The Covid-19 pandemic also brutally exposed the social injustice and inequities inherent in our economic system, where minorities are still more likely to suffer from lack of access to healthcare, decent housing and good education which would break the cycle of their poverty. The stark contrast between white and black people in this country has never been clearer.
Consider a recent University of Pittsburgh study showing that in the US, “. . . black people are more than 3.5 times more likely to die of COVID-19 than white people, and Latino people are nearly twice as likely to die . . .” If nothing else can convince you of our country’s racial inequities, this statistic should.
The inequities go much further than our broken criminal, social and health systems.
Another study published in the Journal of the American Medical Association of 32 million births in the US since 2007 stated that: “pregnant women exposed to high temperatures or air pollution are more likely to have children who are premature, underweight or stillborn, and African-American mothers and babies are harmed at a much higher rate than the population at large.” As one of the study’s authors said in the NY Times – “Black moms matter.”
So, add environmental AND climate injustice to the list of racial injustices as well, which can be tied directly back to the social and economic inequities I have already listed.
“Climate injustice” you say? Yes.
Any way you look at the numbers, the world is rapidly getting warmer. We already know that heat waves kill – but they kill more minorities and the poor as a percentage of victims.
African Americans are more likely to live nearer to power plants or other pollution sources and are more likely to not have air conditioning. They are more likely to have jobs which put their health at risk due to problems like heat stress. Add in the lack of access to healthcare and the mortality and morbidity numbers should surprise no one.

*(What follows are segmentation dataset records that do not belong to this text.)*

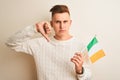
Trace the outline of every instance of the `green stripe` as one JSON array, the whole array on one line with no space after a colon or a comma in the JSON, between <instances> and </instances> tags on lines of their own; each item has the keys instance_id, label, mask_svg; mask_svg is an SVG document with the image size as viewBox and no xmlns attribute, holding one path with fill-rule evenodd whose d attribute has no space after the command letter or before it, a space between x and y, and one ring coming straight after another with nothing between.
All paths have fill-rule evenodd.
<instances>
[{"instance_id":1,"label":"green stripe","mask_svg":"<svg viewBox=\"0 0 120 80\"><path fill-rule=\"evenodd\" d=\"M89 51L89 50L92 48L92 46L93 46L94 44L96 44L97 42L98 42L97 38L94 37L94 38L90 41L90 43L87 45L88 51Z\"/></svg>"}]
</instances>

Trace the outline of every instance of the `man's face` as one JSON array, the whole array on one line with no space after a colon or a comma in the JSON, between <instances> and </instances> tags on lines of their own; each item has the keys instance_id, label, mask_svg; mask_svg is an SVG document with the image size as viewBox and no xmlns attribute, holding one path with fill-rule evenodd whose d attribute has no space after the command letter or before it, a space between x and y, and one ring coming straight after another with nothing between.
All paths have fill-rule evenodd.
<instances>
[{"instance_id":1,"label":"man's face","mask_svg":"<svg viewBox=\"0 0 120 80\"><path fill-rule=\"evenodd\" d=\"M71 26L70 15L67 12L54 14L51 25L55 31L56 36L68 35L69 28Z\"/></svg>"}]
</instances>

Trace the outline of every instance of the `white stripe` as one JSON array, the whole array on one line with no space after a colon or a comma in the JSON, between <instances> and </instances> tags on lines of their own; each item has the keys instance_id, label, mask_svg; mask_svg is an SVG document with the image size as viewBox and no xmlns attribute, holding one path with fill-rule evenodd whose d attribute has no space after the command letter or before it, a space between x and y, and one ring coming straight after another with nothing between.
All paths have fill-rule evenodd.
<instances>
[{"instance_id":1,"label":"white stripe","mask_svg":"<svg viewBox=\"0 0 120 80\"><path fill-rule=\"evenodd\" d=\"M94 53L96 53L97 51L101 50L101 46L99 43L96 43L94 46L92 46L92 48L89 50L88 55L89 57L92 56Z\"/></svg>"}]
</instances>

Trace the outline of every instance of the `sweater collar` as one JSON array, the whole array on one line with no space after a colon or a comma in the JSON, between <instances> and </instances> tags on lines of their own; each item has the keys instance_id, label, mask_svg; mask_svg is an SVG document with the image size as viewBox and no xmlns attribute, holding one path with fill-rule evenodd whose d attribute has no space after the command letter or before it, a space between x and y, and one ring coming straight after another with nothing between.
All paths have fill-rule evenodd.
<instances>
[{"instance_id":1,"label":"sweater collar","mask_svg":"<svg viewBox=\"0 0 120 80\"><path fill-rule=\"evenodd\" d=\"M68 40L57 40L54 38L54 36L51 37L51 43L53 44L58 44L58 45L65 45L65 44L68 44L68 43L71 43L75 38L74 37L71 37L70 39Z\"/></svg>"}]
</instances>

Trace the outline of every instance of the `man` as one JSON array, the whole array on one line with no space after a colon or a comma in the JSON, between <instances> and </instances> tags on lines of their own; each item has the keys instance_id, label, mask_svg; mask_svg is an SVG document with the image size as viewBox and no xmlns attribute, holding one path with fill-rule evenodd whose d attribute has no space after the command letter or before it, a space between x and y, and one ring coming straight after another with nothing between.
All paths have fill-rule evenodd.
<instances>
[{"instance_id":1,"label":"man","mask_svg":"<svg viewBox=\"0 0 120 80\"><path fill-rule=\"evenodd\" d=\"M80 52L84 46L69 33L72 21L68 7L55 5L50 12L53 36L48 36L50 24L39 22L10 37L7 45L34 57L38 80L90 80L91 72L85 65L88 59ZM43 37L31 38L37 32Z\"/></svg>"}]
</instances>

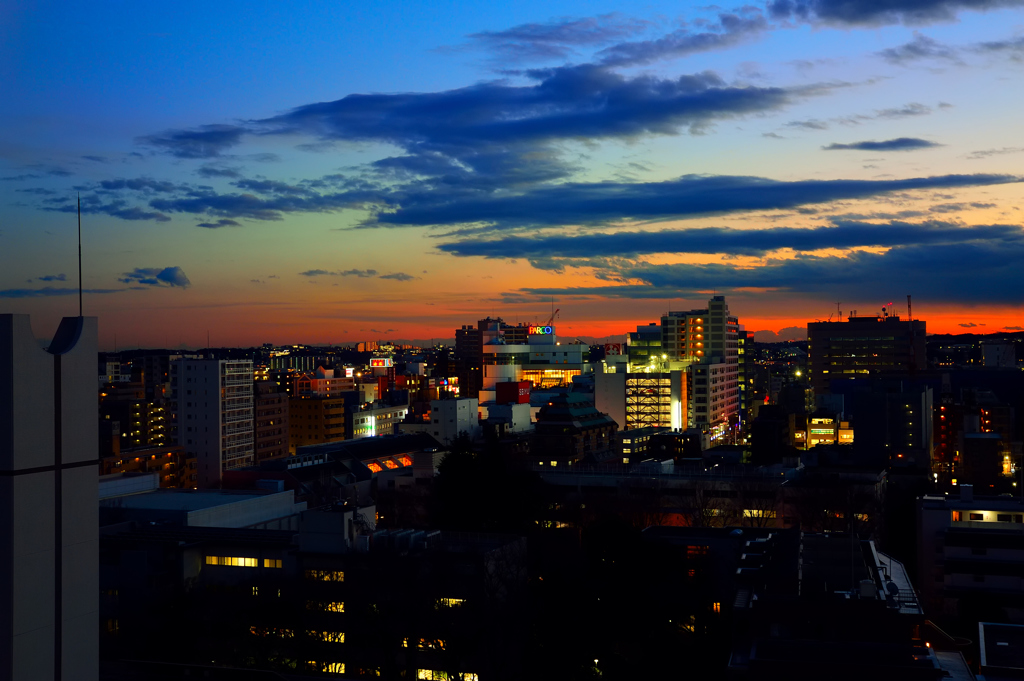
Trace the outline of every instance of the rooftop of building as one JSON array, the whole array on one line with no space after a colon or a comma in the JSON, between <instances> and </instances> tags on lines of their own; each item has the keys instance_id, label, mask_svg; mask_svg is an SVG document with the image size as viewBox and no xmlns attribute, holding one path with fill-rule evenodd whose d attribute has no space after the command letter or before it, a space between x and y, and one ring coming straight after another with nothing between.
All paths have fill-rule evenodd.
<instances>
[{"instance_id":1,"label":"rooftop of building","mask_svg":"<svg viewBox=\"0 0 1024 681\"><path fill-rule=\"evenodd\" d=\"M427 433L406 433L400 435L378 435L359 439L324 442L300 446L296 456L325 454L334 457L354 458L359 461L392 457L411 452L429 452L443 445ZM287 461L282 459L281 461Z\"/></svg>"},{"instance_id":2,"label":"rooftop of building","mask_svg":"<svg viewBox=\"0 0 1024 681\"><path fill-rule=\"evenodd\" d=\"M990 509L1007 510L1016 513L1024 512L1024 499L1021 497L1011 497L1010 495L999 495L997 497L975 496L973 493L965 493L965 487L971 485L961 485L961 495L925 495L920 498L924 508L967 510L984 506Z\"/></svg>"},{"instance_id":3,"label":"rooftop of building","mask_svg":"<svg viewBox=\"0 0 1024 681\"><path fill-rule=\"evenodd\" d=\"M227 504L269 497L275 493L264 490L151 490L142 494L110 497L100 503L123 508L161 511L199 511ZM280 493L278 493L280 494ZM291 495L292 493L288 493Z\"/></svg>"}]
</instances>

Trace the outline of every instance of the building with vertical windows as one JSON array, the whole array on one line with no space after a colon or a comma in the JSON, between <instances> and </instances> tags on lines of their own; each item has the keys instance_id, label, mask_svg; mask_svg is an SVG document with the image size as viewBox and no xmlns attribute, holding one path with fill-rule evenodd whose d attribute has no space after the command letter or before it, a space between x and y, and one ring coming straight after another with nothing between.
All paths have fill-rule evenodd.
<instances>
[{"instance_id":1,"label":"building with vertical windows","mask_svg":"<svg viewBox=\"0 0 1024 681\"><path fill-rule=\"evenodd\" d=\"M910 374L928 368L923 320L895 315L855 316L807 325L808 372L815 396L837 380Z\"/></svg>"},{"instance_id":2,"label":"building with vertical windows","mask_svg":"<svg viewBox=\"0 0 1024 681\"><path fill-rule=\"evenodd\" d=\"M345 403L343 396L289 399L288 451L345 439Z\"/></svg>"},{"instance_id":3,"label":"building with vertical windows","mask_svg":"<svg viewBox=\"0 0 1024 681\"><path fill-rule=\"evenodd\" d=\"M224 470L255 463L252 361L177 359L171 399L177 442L197 459L199 486L219 486Z\"/></svg>"},{"instance_id":4,"label":"building with vertical windows","mask_svg":"<svg viewBox=\"0 0 1024 681\"><path fill-rule=\"evenodd\" d=\"M95 317L0 314L0 679L99 675Z\"/></svg>"},{"instance_id":5,"label":"building with vertical windows","mask_svg":"<svg viewBox=\"0 0 1024 681\"><path fill-rule=\"evenodd\" d=\"M256 463L287 457L288 393L274 381L256 381L253 386L253 438Z\"/></svg>"}]
</instances>

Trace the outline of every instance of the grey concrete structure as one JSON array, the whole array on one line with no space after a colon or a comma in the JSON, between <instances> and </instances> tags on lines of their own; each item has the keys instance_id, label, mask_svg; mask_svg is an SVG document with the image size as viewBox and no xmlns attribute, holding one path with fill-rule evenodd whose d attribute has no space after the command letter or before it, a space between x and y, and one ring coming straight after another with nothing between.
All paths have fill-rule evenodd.
<instances>
[{"instance_id":1,"label":"grey concrete structure","mask_svg":"<svg viewBox=\"0 0 1024 681\"><path fill-rule=\"evenodd\" d=\"M98 678L95 317L0 314L0 679Z\"/></svg>"}]
</instances>

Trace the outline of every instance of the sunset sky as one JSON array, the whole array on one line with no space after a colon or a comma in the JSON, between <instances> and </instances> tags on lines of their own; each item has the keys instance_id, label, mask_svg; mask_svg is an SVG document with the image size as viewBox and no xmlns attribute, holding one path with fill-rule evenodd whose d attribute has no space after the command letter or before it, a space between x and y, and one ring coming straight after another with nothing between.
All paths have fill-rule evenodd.
<instances>
[{"instance_id":1,"label":"sunset sky","mask_svg":"<svg viewBox=\"0 0 1024 681\"><path fill-rule=\"evenodd\" d=\"M1024 328L1024 1L0 4L0 312L100 346Z\"/></svg>"}]
</instances>

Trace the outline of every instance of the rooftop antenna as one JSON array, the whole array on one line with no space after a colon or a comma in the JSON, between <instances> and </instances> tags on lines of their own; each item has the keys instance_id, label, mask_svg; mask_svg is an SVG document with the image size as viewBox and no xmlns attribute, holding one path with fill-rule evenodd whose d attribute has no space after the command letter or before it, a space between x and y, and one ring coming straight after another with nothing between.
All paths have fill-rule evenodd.
<instances>
[{"instance_id":1,"label":"rooftop antenna","mask_svg":"<svg viewBox=\"0 0 1024 681\"><path fill-rule=\"evenodd\" d=\"M78 315L82 316L82 195L78 195Z\"/></svg>"}]
</instances>

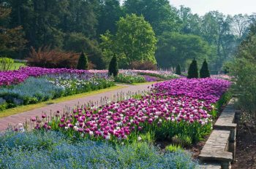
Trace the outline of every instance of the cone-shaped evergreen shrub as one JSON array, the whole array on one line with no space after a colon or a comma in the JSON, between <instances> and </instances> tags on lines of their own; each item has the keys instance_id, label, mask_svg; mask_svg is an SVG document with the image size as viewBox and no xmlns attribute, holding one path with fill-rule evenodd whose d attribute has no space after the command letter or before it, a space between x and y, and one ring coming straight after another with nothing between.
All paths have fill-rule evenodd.
<instances>
[{"instance_id":1,"label":"cone-shaped evergreen shrub","mask_svg":"<svg viewBox=\"0 0 256 169\"><path fill-rule=\"evenodd\" d=\"M117 59L116 56L113 56L108 67L108 76L116 76L118 74L118 66L117 64Z\"/></svg>"},{"instance_id":2,"label":"cone-shaped evergreen shrub","mask_svg":"<svg viewBox=\"0 0 256 169\"><path fill-rule=\"evenodd\" d=\"M82 52L78 60L77 68L80 70L88 70L88 67L89 63L87 56Z\"/></svg>"},{"instance_id":3,"label":"cone-shaped evergreen shrub","mask_svg":"<svg viewBox=\"0 0 256 169\"><path fill-rule=\"evenodd\" d=\"M181 75L181 68L180 64L178 64L176 68L176 74L178 75Z\"/></svg>"},{"instance_id":4,"label":"cone-shaped evergreen shrub","mask_svg":"<svg viewBox=\"0 0 256 169\"><path fill-rule=\"evenodd\" d=\"M197 63L195 59L192 60L189 66L189 71L187 72L187 78L198 78Z\"/></svg>"},{"instance_id":5,"label":"cone-shaped evergreen shrub","mask_svg":"<svg viewBox=\"0 0 256 169\"><path fill-rule=\"evenodd\" d=\"M200 70L200 78L210 77L210 71L209 71L209 68L208 68L208 63L206 59L203 63L201 69Z\"/></svg>"}]
</instances>

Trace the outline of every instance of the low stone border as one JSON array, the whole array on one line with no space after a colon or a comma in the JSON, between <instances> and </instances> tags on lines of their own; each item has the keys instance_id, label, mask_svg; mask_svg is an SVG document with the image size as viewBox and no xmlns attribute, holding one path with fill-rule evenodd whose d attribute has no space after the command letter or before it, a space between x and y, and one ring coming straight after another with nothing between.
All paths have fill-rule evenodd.
<instances>
[{"instance_id":1,"label":"low stone border","mask_svg":"<svg viewBox=\"0 0 256 169\"><path fill-rule=\"evenodd\" d=\"M198 156L202 168L231 168L236 157L236 126L240 111L235 109L233 98L214 125L208 139ZM214 164L213 164L214 162Z\"/></svg>"}]
</instances>

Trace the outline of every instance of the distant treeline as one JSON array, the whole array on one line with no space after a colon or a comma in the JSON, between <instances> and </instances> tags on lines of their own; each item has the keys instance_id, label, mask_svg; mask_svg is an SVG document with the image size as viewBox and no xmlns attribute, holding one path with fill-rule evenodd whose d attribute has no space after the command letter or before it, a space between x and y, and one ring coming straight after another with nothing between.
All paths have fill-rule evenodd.
<instances>
[{"instance_id":1,"label":"distant treeline","mask_svg":"<svg viewBox=\"0 0 256 169\"><path fill-rule=\"evenodd\" d=\"M122 36L117 23L127 15L143 16L153 28L156 47L148 55L155 58L149 61L156 60L159 68L180 64L183 69L193 58L199 62L206 58L211 70L221 70L256 20L256 15L230 16L218 11L199 16L189 8L172 7L167 0L127 0L122 6L118 0L0 0L0 55L23 59L31 47L44 47L83 51L96 68L105 68L110 53L128 57L108 46ZM103 39L111 36L112 41ZM143 61L143 57L137 61Z\"/></svg>"}]
</instances>

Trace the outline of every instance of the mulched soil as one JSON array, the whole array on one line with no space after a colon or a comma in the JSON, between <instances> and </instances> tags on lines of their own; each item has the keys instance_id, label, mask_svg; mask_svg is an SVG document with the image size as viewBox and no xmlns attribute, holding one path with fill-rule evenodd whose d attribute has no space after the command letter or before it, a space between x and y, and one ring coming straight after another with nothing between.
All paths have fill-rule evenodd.
<instances>
[{"instance_id":1,"label":"mulched soil","mask_svg":"<svg viewBox=\"0 0 256 169\"><path fill-rule=\"evenodd\" d=\"M238 126L236 162L232 169L256 168L256 129L243 124Z\"/></svg>"}]
</instances>

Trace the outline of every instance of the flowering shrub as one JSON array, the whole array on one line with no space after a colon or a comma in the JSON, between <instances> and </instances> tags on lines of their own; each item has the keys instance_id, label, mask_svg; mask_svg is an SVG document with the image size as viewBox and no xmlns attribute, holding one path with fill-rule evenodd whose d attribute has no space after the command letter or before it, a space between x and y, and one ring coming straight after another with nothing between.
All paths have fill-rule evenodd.
<instances>
[{"instance_id":1,"label":"flowering shrub","mask_svg":"<svg viewBox=\"0 0 256 169\"><path fill-rule=\"evenodd\" d=\"M169 95L186 95L208 103L216 103L230 87L231 82L219 79L181 78L156 83L152 91Z\"/></svg>"},{"instance_id":2,"label":"flowering shrub","mask_svg":"<svg viewBox=\"0 0 256 169\"><path fill-rule=\"evenodd\" d=\"M182 152L160 152L146 143L75 143L58 132L0 135L0 168L195 168Z\"/></svg>"},{"instance_id":3,"label":"flowering shrub","mask_svg":"<svg viewBox=\"0 0 256 169\"><path fill-rule=\"evenodd\" d=\"M229 76L227 74L216 74L216 75L211 75L211 78L214 78L214 79L225 79L225 80L229 80L231 81L233 76Z\"/></svg>"},{"instance_id":4,"label":"flowering shrub","mask_svg":"<svg viewBox=\"0 0 256 169\"><path fill-rule=\"evenodd\" d=\"M48 75L50 82L65 90L65 95L70 95L91 90L104 89L114 85L113 80L105 74L61 74Z\"/></svg>"},{"instance_id":5,"label":"flowering shrub","mask_svg":"<svg viewBox=\"0 0 256 169\"><path fill-rule=\"evenodd\" d=\"M47 74L77 74L93 77L94 74L86 70L68 68L45 68L39 67L22 67L17 71L0 71L0 86L18 84L29 76L40 76Z\"/></svg>"},{"instance_id":6,"label":"flowering shrub","mask_svg":"<svg viewBox=\"0 0 256 169\"><path fill-rule=\"evenodd\" d=\"M170 79L178 78L179 76L173 74L171 71L141 71L141 70L120 70L119 72L122 74L119 78L117 78L117 82L129 83L129 82L146 82L147 79L152 82L153 77L158 77L156 80ZM23 82L29 76L40 76L50 74L78 74L86 76L86 78L108 78L107 70L77 70L68 68L45 68L39 67L22 67L16 71L0 71L0 86L10 85L18 84ZM129 76L128 76L129 75ZM147 75L153 76L146 78L140 75ZM138 76L135 79L135 76ZM144 79L143 80L143 79ZM120 80L120 81L119 81ZM124 82L121 82L121 81Z\"/></svg>"},{"instance_id":7,"label":"flowering shrub","mask_svg":"<svg viewBox=\"0 0 256 169\"><path fill-rule=\"evenodd\" d=\"M8 87L0 87L0 97L4 98L9 107L34 103L64 95L64 90L45 78L30 77L23 83Z\"/></svg>"},{"instance_id":8,"label":"flowering shrub","mask_svg":"<svg viewBox=\"0 0 256 169\"><path fill-rule=\"evenodd\" d=\"M146 82L146 79L142 76L138 75L129 75L119 74L118 76L114 77L115 82L120 83L141 83Z\"/></svg>"}]
</instances>

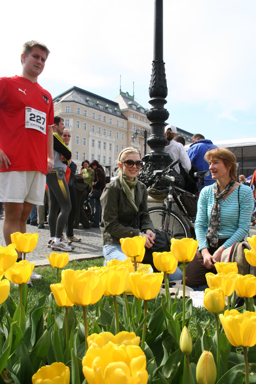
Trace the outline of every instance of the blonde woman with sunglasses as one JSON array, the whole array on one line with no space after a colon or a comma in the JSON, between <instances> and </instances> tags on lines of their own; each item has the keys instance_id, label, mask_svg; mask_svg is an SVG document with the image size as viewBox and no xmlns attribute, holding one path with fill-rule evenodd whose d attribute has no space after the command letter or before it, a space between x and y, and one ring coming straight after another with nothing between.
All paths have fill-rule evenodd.
<instances>
[{"instance_id":1,"label":"blonde woman with sunglasses","mask_svg":"<svg viewBox=\"0 0 256 384\"><path fill-rule=\"evenodd\" d=\"M106 185L100 198L100 229L106 260L126 259L121 249L122 238L142 235L146 238L147 248L152 246L155 238L147 209L146 188L137 177L142 165L139 153L133 147L123 150L117 165L118 178ZM139 224L136 220L139 213Z\"/></svg>"}]
</instances>

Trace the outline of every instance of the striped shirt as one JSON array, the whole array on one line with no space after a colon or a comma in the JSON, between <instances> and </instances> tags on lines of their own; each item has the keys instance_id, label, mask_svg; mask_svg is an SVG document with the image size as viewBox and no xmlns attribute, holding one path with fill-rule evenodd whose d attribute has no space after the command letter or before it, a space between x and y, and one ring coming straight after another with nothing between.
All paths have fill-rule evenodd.
<instances>
[{"instance_id":1,"label":"striped shirt","mask_svg":"<svg viewBox=\"0 0 256 384\"><path fill-rule=\"evenodd\" d=\"M209 226L212 208L215 203L214 185L205 187L202 190L198 203L195 230L199 242L199 250L209 248L205 238ZM223 247L228 248L234 243L241 241L248 236L250 219L253 209L252 191L247 185L240 184L225 200L220 200L221 222L219 239L228 239ZM240 207L240 212L239 212Z\"/></svg>"}]
</instances>

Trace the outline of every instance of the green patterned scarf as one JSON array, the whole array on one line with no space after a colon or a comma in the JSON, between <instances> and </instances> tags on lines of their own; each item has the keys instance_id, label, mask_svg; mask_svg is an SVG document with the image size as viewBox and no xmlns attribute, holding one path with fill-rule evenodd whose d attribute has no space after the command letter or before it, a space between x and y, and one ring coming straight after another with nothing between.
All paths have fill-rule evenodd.
<instances>
[{"instance_id":1,"label":"green patterned scarf","mask_svg":"<svg viewBox=\"0 0 256 384\"><path fill-rule=\"evenodd\" d=\"M118 177L119 178L120 183L123 191L136 211L138 212L139 209L135 204L135 188L137 182L138 181L137 176L134 178L133 181L131 181L131 180L123 175L122 172L120 172Z\"/></svg>"}]
</instances>

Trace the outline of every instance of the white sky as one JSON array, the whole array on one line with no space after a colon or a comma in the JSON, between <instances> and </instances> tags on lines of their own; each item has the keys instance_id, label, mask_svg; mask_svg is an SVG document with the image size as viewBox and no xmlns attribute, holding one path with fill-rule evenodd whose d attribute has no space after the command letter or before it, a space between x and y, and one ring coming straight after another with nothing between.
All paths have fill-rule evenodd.
<instances>
[{"instance_id":1,"label":"white sky","mask_svg":"<svg viewBox=\"0 0 256 384\"><path fill-rule=\"evenodd\" d=\"M1 76L20 74L23 43L51 51L38 82L55 97L76 86L145 108L153 55L153 0L46 0L1 5ZM256 136L256 2L163 0L167 122L207 138Z\"/></svg>"}]
</instances>

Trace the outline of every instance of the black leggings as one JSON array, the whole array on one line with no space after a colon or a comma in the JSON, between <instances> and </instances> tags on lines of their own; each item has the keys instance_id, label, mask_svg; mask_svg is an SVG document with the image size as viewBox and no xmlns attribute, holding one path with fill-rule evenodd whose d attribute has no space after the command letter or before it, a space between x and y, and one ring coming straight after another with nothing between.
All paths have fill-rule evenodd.
<instances>
[{"instance_id":1,"label":"black leggings","mask_svg":"<svg viewBox=\"0 0 256 384\"><path fill-rule=\"evenodd\" d=\"M58 179L58 171L47 175L46 182L50 198L48 223L50 237L60 238L71 209L69 188L65 177ZM60 211L58 215L59 207Z\"/></svg>"}]
</instances>

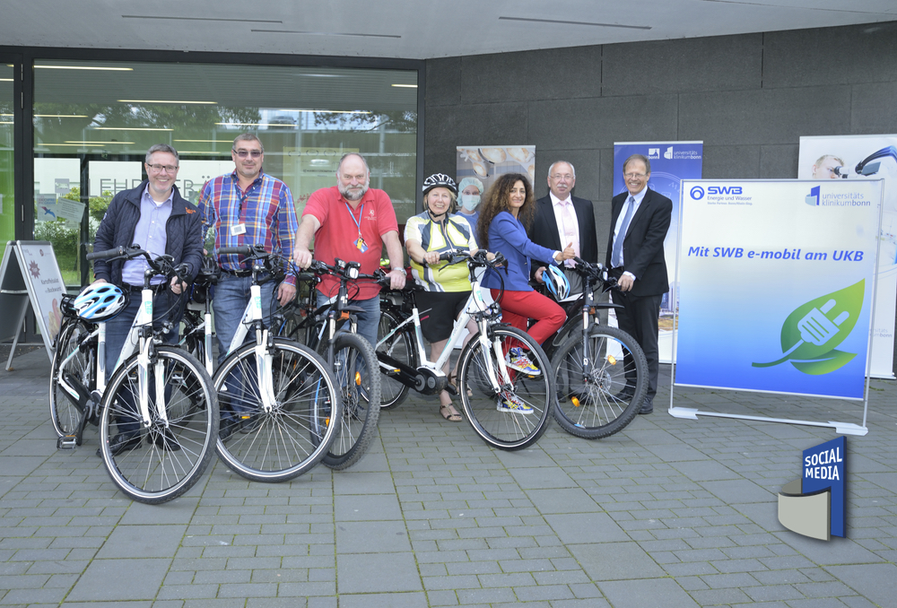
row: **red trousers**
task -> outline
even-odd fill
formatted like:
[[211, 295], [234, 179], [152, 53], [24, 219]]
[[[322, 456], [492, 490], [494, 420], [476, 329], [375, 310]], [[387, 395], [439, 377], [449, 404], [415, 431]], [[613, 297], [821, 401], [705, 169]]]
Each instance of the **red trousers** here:
[[[493, 299], [499, 295], [498, 290], [490, 290], [490, 292]], [[538, 291], [505, 291], [499, 304], [501, 307], [501, 320], [527, 332], [539, 344], [561, 329], [567, 320], [563, 308]], [[537, 323], [527, 329], [531, 318]]]

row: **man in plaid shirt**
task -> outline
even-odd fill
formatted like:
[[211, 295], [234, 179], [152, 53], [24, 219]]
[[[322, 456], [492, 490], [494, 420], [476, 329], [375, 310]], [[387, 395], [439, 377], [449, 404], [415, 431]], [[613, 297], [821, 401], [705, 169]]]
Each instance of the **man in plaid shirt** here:
[[[265, 148], [254, 134], [244, 133], [233, 140], [231, 151], [233, 173], [210, 179], [199, 195], [199, 212], [205, 232], [214, 229], [215, 250], [222, 247], [264, 245], [265, 250], [292, 256], [299, 227], [290, 188], [280, 179], [262, 171]], [[218, 335], [219, 360], [227, 354], [231, 341], [249, 301], [251, 266], [240, 256], [218, 256], [222, 276], [215, 288], [213, 308]], [[274, 304], [274, 282], [262, 286], [262, 310]], [[291, 271], [277, 286], [277, 301], [286, 304], [296, 295], [296, 276]]]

Sea levels are rising and flooding is more common. We are not talking about Bangladesh or Vietnam’s Mekong Delta; we are talking about the United States and the Mississippi Delta. Even New York City falls into this category given what happened during Hurricane Sandy.
Well to-do people can pick up and move away from flood-prone areas, just as they can move to wealthier communities like Westborough from cities like Lawrence. Disadvantaged people cannot, making it likely that people of color in these vulnerable communities will end up being homeless climate refugees.
I read an interview with Philip Alston, a law professor and United Nations Special Reporter on extreme poverty and human rights. I will just quote from the interview: he warned last year in a harrowing report on the climate crisis that 120 million people could be forced into poverty by global warming by 2030 and wrote that ‘we risk a ‘climate apartheid scenario where the wealthy pay to escape overheating, hunger and conflict while the rest of the world is left to suffer."
Ashton went on to say “There's going to be massive population displacement—the figures there are truly stunning in terms of the hundreds of millions of people who are likely to be affected, both internationally and internally.”
2030 is just a decade away. If you have young children, they will be in high school in 2030. 2030 is not an endpoint - it will just be the beginning.
If you live in the towns covered by the Village News and are reading this article from the comfort of your air-conditioned single-family home on an acre of land with its two-car garage and green lawn (that’s me, by the way), you very likely among those who will not immediately suffer from the coming climate apartheid. You will have the resources to live in a warmer world, at least for a while. Your less fortunate neighbors will not.
In the last five months, which have felt like five years, we have witnessed a global pandemic unlike anything since 1917 and nationwide protests unlike anything since the 1960s. They have laid bare social and economic inequities of our society we have so long ignored. Neither the pandemic nor social unrest are going to go away any time soon.
The climate crisis will only make these human crises more common and more severe. Blithe complacency in the face of what’s coming is no longer an option.